Selama beberapa tahun ke belakang, Indeks Ketahanan Pangan Global atau Global Food Security Index (GFSI) Indonesia cenderung meningkat. Pada 2016, indeks ketahanan pangan Indonesia berada di peringkat 72 dari total 113 negara dan naik ke peringkat 62 pada 2019. Namun, sayangnya, tahun 2020 Indeks Ketahanan Pangan Global Indonesia justru turun ke posisi 65 dari total 113 negara. Tidak hanya posisi dalam indeks, posisi Indonesia dalam beberapa indikator lain juga belum menggembirakan. Saat ini, Indonesia berada di posisi ke-55 pada indikator keterjangkauan, posisi ke-34 pada kategori ketersediaan serta posisi ke-89 pada kategori kualitas dan keamanan.

Posisi Indonesia dalam GFSI itu mengindikasikan belum terpenuhinya beberapa pilar dalam ketahanan pangan.
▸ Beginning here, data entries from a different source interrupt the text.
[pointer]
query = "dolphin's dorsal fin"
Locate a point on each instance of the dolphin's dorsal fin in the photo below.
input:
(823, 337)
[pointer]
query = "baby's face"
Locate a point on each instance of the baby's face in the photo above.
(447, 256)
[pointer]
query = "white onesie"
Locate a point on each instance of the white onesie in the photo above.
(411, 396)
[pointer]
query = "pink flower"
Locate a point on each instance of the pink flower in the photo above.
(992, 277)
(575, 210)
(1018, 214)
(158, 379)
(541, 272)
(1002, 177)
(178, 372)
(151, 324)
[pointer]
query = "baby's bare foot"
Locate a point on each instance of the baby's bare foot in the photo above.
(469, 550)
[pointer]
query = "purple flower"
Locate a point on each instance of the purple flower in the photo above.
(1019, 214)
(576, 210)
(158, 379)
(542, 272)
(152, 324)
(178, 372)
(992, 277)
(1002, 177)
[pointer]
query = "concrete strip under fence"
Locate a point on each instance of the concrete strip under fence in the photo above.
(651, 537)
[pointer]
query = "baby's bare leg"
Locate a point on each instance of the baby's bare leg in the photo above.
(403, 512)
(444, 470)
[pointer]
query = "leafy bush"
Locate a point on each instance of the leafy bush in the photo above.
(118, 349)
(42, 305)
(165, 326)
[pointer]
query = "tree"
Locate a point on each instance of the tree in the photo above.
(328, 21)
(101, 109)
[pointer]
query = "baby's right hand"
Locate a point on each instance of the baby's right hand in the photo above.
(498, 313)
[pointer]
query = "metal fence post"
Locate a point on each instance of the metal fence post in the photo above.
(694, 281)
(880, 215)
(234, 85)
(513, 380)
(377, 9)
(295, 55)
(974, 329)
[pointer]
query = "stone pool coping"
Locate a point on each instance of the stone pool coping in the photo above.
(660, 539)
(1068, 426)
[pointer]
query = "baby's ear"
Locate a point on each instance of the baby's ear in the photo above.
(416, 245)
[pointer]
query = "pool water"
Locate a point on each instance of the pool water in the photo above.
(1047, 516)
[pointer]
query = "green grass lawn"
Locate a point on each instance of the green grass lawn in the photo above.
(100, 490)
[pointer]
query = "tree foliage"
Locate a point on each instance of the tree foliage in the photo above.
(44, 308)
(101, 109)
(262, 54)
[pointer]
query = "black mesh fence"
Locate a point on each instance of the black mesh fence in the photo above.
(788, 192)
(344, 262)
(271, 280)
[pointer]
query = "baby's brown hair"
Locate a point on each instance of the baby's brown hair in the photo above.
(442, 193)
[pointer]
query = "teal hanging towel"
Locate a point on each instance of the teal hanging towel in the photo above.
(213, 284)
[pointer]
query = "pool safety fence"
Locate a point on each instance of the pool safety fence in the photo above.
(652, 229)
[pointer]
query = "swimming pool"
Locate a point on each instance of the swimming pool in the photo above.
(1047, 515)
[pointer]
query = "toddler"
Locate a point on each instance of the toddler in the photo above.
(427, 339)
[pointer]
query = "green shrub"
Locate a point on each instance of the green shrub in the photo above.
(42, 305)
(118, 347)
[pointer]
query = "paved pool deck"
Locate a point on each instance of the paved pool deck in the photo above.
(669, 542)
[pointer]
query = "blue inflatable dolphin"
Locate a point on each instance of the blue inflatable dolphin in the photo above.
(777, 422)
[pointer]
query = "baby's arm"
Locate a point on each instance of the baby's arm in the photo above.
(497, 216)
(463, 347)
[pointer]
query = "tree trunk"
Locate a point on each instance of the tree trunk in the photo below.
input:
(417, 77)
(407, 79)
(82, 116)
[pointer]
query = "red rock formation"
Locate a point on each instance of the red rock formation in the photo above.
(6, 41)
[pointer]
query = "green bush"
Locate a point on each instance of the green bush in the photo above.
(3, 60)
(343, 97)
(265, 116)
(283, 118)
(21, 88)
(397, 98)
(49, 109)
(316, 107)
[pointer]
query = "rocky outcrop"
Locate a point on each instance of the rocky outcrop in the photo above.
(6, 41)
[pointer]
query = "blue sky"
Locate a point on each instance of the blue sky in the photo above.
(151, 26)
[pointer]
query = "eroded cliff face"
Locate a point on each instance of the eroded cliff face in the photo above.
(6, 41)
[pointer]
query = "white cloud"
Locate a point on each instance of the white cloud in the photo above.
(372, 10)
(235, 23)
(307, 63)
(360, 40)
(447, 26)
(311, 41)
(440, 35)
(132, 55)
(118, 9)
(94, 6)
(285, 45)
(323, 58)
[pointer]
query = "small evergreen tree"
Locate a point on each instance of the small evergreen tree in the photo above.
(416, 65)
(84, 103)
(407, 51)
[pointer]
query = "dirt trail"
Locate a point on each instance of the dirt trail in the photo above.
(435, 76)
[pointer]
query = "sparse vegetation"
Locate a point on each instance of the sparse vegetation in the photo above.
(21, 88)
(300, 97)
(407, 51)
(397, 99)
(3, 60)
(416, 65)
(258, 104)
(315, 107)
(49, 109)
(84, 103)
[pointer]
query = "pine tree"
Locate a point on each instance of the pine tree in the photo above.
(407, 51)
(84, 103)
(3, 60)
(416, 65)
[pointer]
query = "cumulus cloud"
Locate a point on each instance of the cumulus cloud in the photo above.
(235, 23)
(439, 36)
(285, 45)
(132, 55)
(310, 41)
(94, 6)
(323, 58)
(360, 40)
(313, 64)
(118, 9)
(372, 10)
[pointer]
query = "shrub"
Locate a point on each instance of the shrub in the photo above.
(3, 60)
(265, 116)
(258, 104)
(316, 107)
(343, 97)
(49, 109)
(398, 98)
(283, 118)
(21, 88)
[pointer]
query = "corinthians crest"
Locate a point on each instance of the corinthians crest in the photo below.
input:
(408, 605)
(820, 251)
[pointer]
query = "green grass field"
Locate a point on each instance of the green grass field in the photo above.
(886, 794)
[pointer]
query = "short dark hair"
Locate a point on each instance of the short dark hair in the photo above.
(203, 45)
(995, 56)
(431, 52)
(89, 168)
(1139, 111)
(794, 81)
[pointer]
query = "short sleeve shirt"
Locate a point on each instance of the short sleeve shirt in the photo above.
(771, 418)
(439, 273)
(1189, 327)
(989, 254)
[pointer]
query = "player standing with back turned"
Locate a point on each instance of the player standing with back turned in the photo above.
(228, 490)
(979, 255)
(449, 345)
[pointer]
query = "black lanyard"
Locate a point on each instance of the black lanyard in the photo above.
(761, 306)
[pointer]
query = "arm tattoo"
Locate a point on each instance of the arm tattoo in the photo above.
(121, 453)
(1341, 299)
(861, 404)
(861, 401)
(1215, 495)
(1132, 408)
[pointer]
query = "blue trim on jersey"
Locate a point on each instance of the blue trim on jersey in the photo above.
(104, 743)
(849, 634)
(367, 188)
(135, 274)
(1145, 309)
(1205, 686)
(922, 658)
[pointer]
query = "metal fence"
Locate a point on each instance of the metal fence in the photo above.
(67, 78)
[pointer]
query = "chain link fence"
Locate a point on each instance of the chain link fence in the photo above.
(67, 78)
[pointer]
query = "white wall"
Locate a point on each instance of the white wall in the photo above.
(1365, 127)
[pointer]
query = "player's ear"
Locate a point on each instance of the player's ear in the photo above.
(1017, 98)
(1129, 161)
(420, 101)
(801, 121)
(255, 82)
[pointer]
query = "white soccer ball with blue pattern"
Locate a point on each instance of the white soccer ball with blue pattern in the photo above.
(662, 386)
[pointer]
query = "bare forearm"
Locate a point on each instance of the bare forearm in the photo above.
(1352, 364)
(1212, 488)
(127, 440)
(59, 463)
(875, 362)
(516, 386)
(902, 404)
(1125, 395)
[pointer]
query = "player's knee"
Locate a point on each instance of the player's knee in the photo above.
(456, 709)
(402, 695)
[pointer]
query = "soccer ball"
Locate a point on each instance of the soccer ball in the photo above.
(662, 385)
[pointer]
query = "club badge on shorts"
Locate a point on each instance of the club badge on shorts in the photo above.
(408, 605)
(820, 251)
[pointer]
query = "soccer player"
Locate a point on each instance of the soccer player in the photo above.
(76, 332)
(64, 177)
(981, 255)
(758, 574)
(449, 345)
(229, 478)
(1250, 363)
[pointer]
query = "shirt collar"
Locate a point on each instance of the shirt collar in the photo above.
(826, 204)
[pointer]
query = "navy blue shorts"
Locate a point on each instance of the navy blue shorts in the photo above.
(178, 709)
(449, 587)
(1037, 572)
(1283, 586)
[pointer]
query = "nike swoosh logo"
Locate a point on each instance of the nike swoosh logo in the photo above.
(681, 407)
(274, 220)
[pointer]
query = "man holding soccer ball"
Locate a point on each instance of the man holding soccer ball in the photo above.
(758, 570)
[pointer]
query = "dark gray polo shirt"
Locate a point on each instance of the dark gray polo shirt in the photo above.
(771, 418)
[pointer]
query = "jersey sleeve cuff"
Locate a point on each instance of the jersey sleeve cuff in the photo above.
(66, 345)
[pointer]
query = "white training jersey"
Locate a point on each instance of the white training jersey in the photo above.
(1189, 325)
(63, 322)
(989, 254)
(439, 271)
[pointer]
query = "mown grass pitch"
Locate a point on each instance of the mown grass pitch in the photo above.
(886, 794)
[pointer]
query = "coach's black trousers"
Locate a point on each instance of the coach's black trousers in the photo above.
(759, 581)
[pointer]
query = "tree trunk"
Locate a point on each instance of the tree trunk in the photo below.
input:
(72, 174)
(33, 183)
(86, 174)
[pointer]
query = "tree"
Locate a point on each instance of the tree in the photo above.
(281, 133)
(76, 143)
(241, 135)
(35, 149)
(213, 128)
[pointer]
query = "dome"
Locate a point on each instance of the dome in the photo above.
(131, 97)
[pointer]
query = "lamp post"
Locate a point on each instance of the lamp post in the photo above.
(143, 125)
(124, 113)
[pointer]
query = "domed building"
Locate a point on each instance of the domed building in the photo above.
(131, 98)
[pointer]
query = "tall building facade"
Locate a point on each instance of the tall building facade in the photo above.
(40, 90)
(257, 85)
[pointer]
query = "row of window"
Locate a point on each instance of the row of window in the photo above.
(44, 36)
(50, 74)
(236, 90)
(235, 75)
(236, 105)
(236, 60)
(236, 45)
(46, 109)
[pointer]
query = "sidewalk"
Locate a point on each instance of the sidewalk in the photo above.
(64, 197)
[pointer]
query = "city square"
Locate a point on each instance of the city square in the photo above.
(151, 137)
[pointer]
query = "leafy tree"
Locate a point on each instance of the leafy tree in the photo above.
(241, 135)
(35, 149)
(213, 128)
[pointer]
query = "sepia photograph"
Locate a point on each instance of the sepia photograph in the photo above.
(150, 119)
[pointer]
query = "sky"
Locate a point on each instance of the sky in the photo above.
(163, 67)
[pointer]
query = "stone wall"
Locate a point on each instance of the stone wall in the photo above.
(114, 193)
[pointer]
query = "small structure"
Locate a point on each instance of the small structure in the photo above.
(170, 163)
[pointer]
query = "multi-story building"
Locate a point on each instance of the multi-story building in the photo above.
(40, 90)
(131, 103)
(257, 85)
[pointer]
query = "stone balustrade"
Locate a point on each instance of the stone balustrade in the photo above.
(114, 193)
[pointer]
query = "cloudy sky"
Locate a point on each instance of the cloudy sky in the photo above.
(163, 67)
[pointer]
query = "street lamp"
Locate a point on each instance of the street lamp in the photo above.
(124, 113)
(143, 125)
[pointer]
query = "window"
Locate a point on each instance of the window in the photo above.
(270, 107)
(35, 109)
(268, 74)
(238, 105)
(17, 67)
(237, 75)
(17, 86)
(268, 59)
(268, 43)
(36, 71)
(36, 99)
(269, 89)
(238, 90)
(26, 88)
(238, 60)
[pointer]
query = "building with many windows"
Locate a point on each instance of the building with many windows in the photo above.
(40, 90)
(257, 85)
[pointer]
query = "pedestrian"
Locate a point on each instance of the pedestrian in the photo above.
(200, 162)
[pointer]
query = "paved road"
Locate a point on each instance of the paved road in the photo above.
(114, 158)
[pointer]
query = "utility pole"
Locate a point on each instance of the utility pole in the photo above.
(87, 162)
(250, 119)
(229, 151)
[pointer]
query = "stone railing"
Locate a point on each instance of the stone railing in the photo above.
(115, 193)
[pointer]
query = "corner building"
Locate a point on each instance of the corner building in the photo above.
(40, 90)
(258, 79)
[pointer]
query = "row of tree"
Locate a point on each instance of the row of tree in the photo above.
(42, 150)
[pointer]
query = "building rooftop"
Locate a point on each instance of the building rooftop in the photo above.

Berdasarkan definisi Food and Agriculture Organization (FAO), ada empat pilar dalam ketahanan pangan, yaitu ketersediaan; akses atau keterjangkauan—baik secara fisik dan ekonomi, utilisasi atau keragaman, seperti gizi, nutrisi dan keragaman—maupun stabilitas atau keberlangsungan.

Kepala Penelitian Center for Indonesian Policy Studies (CIPS) Felippa Ann Amanta mengatakan, turunnya posisi Indonesia dalam indeks ini mencerminkan masih perlunya upaya keras untuk mencapai kebutuhan dan ketahanan pangan di Indonesia. Menurut hasil penelitian CIPS yang dipublikasikan Minggu (14/3/21) menyebutkan, ada empat hal yang menyebabkan ketahanan pangan menurun:

Pertama, kebijakan perdagangan pangan Indonesia dinilai cenderung proteksionis dan tidak terbuka. Indikasi itu terlihat dari pemberlakukan hambatan tarif maupun nontarif untuk impor pangan. Di antaranya pengenaan pajak, sistem kuota, ketentuan pengemasan, regulasi yang panjang dan tidak sederhana. Hambatan tarif menambahkan tarif impor rata-rata untuk produk pangan sebesar 6,39 persen pada 2018. Sementara, hambatan nontarif menyebabkan adanya tarif sebesar 41 persen pada kegiatan-kegiatan penambah nilai di seluruh rangkaian rantai pasokan. Selain itu, aturan impor beberapa komoditas yang hanya bisa dilakukan oleh perusahaan BUMN yang ditunjuk pemerintah mengesankan adanya monopoli.

Kedua, semakin mahalnya harga pangan impor. Hal ini karena pihak swasta yang melakukan impor harus mengantongi kuota dan SPI melalui sistem perizinan impor nonotomatis yang dikeluarkan oleh Kementerian Perdagangan setelah mendapatkan surat rekomendasi dari Kementerian Pertanian. Jumlah kuota diatur melalui rapat koordinasi antara kementerian dan badan pemerintah yang terkait berbeda dan juga berdasarkan data dan stok produksi yang sering dianggap tidak akurat. Tidak adanya penghapusan hambatan perdagangan itu membuat proses impor menjadi semakin mahal.

Ketiga, hambatan tarif dan nontarif. Agar ketahanan pangan meningkat, pemerintah diharapkan melonggarkan hambatan nontarif atau non-tariff measures (NTM) pada kebijakan pangan Indonesia. Selain itu juga perlu mempertimbangkan penghapusan hambatan seperti tarif, larangan kuantitatif, dan sistem perizinan impor nonotomatis untuk komoditas-komoditas pangan utama.

Keempat, peniadaan tarif impor pangan sudah dilakukan negara-negara lain. Indonesia harus mempertimbangkan untuk meniadakan tarif impor pangan untuk memaksimalkan kesejahteraan ekonomi masyarakat. Berdasarkan data International Trade Center 2020, strategi ini telah dilakukan oleh Cina, El Salvador, Kosta Rika, Mauritania, dan Maroko.